WASHINGTON, 7 October 2007 — The federal government registered a budget deficit of $161 billion (113.89 billion euros) for the just-completed fiscal year, the Congressional Budget office estimated Friday.
The 2007 deficit figure represents considerable improvement over the $248 billion (175.44 billion euros) deficit posted last year. It is even smaller when compared to the size of the economy — the measure deemed most important by economists.
At 1.2 percent of gross domestic product, the fiscal picture is the best it has been since 2001, the last year the government ran a budget surplus.
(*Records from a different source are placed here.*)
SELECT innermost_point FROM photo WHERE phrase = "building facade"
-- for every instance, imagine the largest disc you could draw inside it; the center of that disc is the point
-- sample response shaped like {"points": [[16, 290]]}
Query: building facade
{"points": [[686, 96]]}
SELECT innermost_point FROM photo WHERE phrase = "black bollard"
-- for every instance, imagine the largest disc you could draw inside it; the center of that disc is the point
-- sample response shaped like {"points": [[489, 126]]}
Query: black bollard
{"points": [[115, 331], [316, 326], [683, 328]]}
Still, the long-term budget picture is bleak, as federal benefit programs such as Medicare are projected to plunge the government deep into the red as the Baby Boom generation retires.
And just last week, President George W. Bush signed into law a measure increasing the government’s borrowing ceiling to $9.815 trillion (6.94 trillion euros), the fifth debt limit increase — totaling $3.865 trillion (2.73 trillion euros) — since Bush took office. The administration will release the official deficit figure later this month.
“We are glad to see CBO again sees the deficit continuing to decline as it proves we are on our way to surplus by 2012,” said Sean Kevelighan, spokesman for the White House budget office. “What’s important to reaching that goal is keeping taxes low and maintaining fiscal discipline.”